Later, Mazza, who spent his childhood in Atascadero, Calif., said he will never forget his younger brother.

"He was a star athlete," he recalled. "When he was still in high school, the Dodgers were going to draft him as a pitcher. He was really good. He was supposed to start spring training with them when he got out of high school.

"He went to Vietnam instead," he added.

The Navy veteran said he returned home wounded late in 1966.

"He wanted to go," he said. "Our parents tried to talk him out of it. He went anyway. He wasn't over there very long. He had only been there three or four months."

He stopped talking to look at his brother's name.

"When I see this, I feel sick to my stomach, absolutely sick to my stomach," he said. "First time I went to the wall in D.C. was in '95. I broke down for about four days. I couldn't function."

Farther along the wall on panel 38E is the name of Stephen D. Mazza, Ed's first cousin.

"His mother and dad were killed in a car wreck so my dad took him in," Ed Mazza said. "We raised him."

His cousin, a Spec. 4 in the Army, was killed Feb. 10, 1968, near the village of Tay Ninh.

Ed Mazza, who credits the SORCC for his physical and emotional recovery and where he has volunteered for years, said he feels a special closeness to veterans of all stripes.

"There are a lot of names that aren't on the wall," he said. "A lot of veterans died after the war, suicides and other things."

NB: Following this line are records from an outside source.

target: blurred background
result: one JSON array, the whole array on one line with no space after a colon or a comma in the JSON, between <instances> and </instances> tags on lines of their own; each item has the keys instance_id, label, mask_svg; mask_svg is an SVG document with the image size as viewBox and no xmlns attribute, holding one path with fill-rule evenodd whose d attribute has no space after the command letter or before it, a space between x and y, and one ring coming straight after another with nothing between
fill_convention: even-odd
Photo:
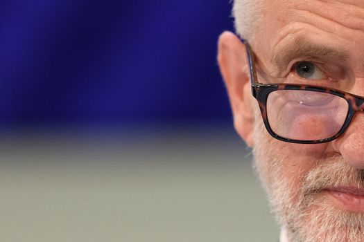
<instances>
[{"instance_id":1,"label":"blurred background","mask_svg":"<svg viewBox=\"0 0 364 242\"><path fill-rule=\"evenodd\" d=\"M278 239L216 64L231 8L0 2L0 241Z\"/></svg>"}]
</instances>

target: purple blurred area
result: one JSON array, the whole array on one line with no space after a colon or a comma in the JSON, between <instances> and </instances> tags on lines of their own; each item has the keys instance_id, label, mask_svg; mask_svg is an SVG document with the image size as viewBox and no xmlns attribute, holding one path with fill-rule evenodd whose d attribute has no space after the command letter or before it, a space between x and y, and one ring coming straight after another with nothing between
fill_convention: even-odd
<instances>
[{"instance_id":1,"label":"purple blurred area","mask_svg":"<svg viewBox=\"0 0 364 242\"><path fill-rule=\"evenodd\" d=\"M226 1L3 0L0 124L229 122Z\"/></svg>"}]
</instances>

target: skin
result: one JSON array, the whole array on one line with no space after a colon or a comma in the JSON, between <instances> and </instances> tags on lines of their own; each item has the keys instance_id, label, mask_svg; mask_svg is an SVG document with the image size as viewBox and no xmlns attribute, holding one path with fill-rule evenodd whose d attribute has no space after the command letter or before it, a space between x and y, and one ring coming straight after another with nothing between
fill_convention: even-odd
<instances>
[{"instance_id":1,"label":"skin","mask_svg":"<svg viewBox=\"0 0 364 242\"><path fill-rule=\"evenodd\" d=\"M259 80L267 82L289 80L297 75L291 69L293 64L309 59L325 63L325 70L329 71L320 80L304 80L303 83L332 85L364 96L364 1L273 0L267 2L264 13L261 26L250 43L256 55ZM301 55L294 59L288 58L286 60L288 63L283 64L287 67L277 71L272 62L275 53L281 53L285 46L303 39L337 50L345 58L340 55ZM346 132L328 143L302 145L275 140L263 127L257 102L251 94L244 44L234 34L223 32L219 39L218 60L227 89L235 129L256 151L257 169L268 194L274 192L270 184L277 180L272 175L277 176L272 172L272 160L279 162L275 165L279 167L279 178L288 183L292 191L301 191L302 178L318 165L329 167L340 160L345 171L364 169L364 113L357 113ZM333 161L333 157L336 158ZM353 180L350 185L362 187L358 183ZM292 194L291 203L298 202L298 192L292 192ZM317 194L314 199L328 202L332 211L343 209L325 193ZM313 206L310 209L318 208Z\"/></svg>"}]
</instances>

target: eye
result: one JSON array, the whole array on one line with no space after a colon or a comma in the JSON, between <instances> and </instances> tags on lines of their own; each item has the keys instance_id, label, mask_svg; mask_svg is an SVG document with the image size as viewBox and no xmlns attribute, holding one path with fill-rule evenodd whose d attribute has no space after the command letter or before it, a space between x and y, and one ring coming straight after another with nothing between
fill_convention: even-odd
<instances>
[{"instance_id":1,"label":"eye","mask_svg":"<svg viewBox=\"0 0 364 242\"><path fill-rule=\"evenodd\" d=\"M293 71L299 77L304 79L322 80L326 77L326 75L310 62L297 62L293 66Z\"/></svg>"}]
</instances>

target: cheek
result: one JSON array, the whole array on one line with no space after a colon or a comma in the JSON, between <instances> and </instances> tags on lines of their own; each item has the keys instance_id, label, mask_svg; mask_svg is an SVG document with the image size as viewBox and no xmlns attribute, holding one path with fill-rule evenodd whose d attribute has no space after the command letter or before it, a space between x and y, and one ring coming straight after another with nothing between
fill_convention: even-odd
<instances>
[{"instance_id":1,"label":"cheek","mask_svg":"<svg viewBox=\"0 0 364 242\"><path fill-rule=\"evenodd\" d=\"M272 138L263 129L256 130L255 133L255 140L259 140L254 147L256 165L268 193L274 190L272 186L281 180L289 185L291 190L300 191L302 178L322 159L328 146L327 143L302 145L281 142Z\"/></svg>"}]
</instances>

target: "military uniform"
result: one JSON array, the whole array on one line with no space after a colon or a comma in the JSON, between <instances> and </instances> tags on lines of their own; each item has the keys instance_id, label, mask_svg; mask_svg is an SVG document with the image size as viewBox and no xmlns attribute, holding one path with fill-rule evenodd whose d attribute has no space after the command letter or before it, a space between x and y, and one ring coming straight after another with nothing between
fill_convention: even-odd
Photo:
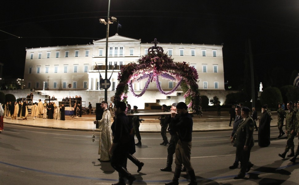
<instances>
[{"instance_id":1,"label":"military uniform","mask_svg":"<svg viewBox=\"0 0 299 185\"><path fill-rule=\"evenodd\" d=\"M139 113L139 112L137 110L134 112L134 114ZM139 127L140 126L139 120L139 116L134 116L133 117L133 135L136 135L136 137L138 140L138 143L136 144L137 145L141 145L141 136L139 132ZM138 144L139 143L140 143L140 144Z\"/></svg>"},{"instance_id":2,"label":"military uniform","mask_svg":"<svg viewBox=\"0 0 299 185\"><path fill-rule=\"evenodd\" d=\"M279 136L280 137L282 135L285 134L282 130L283 126L283 122L285 120L285 111L281 107L277 110L277 126L279 130Z\"/></svg>"},{"instance_id":3,"label":"military uniform","mask_svg":"<svg viewBox=\"0 0 299 185\"><path fill-rule=\"evenodd\" d=\"M163 112L169 112L167 110L163 111ZM165 121L167 116L165 115L161 116L160 117L160 125L161 126L161 135L163 139L163 142L162 144L168 144L168 140L166 136L166 130L168 126L168 123Z\"/></svg>"},{"instance_id":4,"label":"military uniform","mask_svg":"<svg viewBox=\"0 0 299 185\"><path fill-rule=\"evenodd\" d=\"M294 145L294 138L297 134L295 127L296 112L293 109L291 109L287 112L286 117L285 130L288 132L288 141L287 142L287 145L285 146L285 151L288 152L290 149L293 150L295 146ZM291 132L293 130L294 132L293 134L291 134Z\"/></svg>"}]
</instances>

"But this wall helps," he added. "It helps heal us."

Farther along the wall, former Marine George Zavala, 60, of Medford, was looking for his friend Thomas E. "Tom" Combs on the wall. Combs, a lance corporal, died April 5, 1967.

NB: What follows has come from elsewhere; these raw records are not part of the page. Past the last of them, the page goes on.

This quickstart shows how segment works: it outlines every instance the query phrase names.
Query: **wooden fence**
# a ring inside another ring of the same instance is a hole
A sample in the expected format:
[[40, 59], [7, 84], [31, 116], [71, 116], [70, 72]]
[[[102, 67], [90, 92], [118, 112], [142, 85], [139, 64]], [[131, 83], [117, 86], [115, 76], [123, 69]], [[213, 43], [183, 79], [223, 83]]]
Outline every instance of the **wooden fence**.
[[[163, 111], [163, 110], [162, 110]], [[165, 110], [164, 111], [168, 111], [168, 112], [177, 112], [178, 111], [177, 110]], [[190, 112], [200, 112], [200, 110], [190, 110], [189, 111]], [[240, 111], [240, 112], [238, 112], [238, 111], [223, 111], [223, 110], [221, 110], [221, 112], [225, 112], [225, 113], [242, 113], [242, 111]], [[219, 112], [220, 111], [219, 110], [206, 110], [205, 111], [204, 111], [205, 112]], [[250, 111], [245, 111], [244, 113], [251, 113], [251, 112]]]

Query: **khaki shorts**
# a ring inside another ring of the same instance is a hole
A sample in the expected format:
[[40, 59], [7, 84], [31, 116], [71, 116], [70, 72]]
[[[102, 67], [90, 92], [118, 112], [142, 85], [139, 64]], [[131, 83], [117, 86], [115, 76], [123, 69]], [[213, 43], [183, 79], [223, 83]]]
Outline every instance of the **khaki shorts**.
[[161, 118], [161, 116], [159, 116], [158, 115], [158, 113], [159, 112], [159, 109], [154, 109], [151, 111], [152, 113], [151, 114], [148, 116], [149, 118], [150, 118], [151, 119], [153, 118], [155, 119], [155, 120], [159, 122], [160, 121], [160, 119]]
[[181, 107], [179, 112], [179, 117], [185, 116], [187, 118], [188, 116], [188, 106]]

A retired police officer, Zavala was only 18 when he arrived in Vietnam in the late 1960s.

"I was recovering from wounds when Tom died," he said. "I had shrapnel in my legs."

Garland and Eula Arnaud of Sams Valley spent a few moments in silence before the name of Steve M. Hastings, a young man that Eula knew as a child in Baldwin Park, Calif.

"He was a family friend," she explained. "All I know is that Stever was on a rescue helicopter in the Army when he was killed."

"We just wanted to pay tribute to him, and all those who are continuing to answer the call," said Garland, 56, a Vietnam veteran who served as an enlisted man with an armored cavalry unit in the Army in 1969-70.

"I'd do it all again today if I could," he concluded.